Pujian Rezza tidak berlebihan. Semua penonton malam itu terlibat dengan segenap hati. Albert Go, misalnya, bernyanyi sambil berjalan tegap bagai> tentara di medan juang. Ada juga Persada Dewi, Lkers dari Bangka, yang berulang kali berguling-guling di lantai saking gembiranya. Layak dicatat, lirik lagu Leo sama sekali bukan pasaran. Kata-katanya selalu terpilih, diselingi permainan aneka bunyi, juga ditingkahi bahasa Jawa, Timor, dan Madura. "Kalau penonton hafal lagu Peterpan, itu biasa.

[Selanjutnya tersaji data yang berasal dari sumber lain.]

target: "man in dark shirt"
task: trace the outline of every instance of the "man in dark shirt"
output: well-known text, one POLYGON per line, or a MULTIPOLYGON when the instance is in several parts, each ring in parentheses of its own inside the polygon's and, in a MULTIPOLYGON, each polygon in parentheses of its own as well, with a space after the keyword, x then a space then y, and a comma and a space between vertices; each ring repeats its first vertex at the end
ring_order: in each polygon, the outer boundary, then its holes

Tapi Lkers menghayati, bukan sekadar hafal, lagu Leo Kristi," ujar Rezza, "itu yang bikin merinding." "Nemocapa nemocapa rindikumba, Suasuvu topeduta suasuvu topeduta Iyo iyo kabo marinemo" Yudi Widiantoro, tamu malam itu yang bukan anggota Lkers, mengacungkan> jempol atas kerja keras komunitas ini dalam merawat karya sang maestro.
"Terasa sekali kawan-kawan memberikan seluruh hati untuk Leo," kata Yudi.
Kesungguhan hati yang akhirnya mewujud dalam acara yang mengharukan malam itu. Bahkan Yudi menilai penampilan Lkers terasa lebih mengesankan ketimbang konser Leo yang disaksikan Yudi dalam tiga tahun terakhir. "Leo terasa mulai hambar dan kurang bertenaga," ucap Yudi, yang aktif menonton acara seni di berbagai kantong kebudayaan di Jakarta.
"Justru malam ini saya merasakan gereget yang lebih dalam," katanya.
Yudi berharap ada gebrakan bermakna dari komunitas ini kelak.
"Adik, di saat pakaian-pakaian tua robek tertisik kembali, kasih sayangmu membenahi hatiku."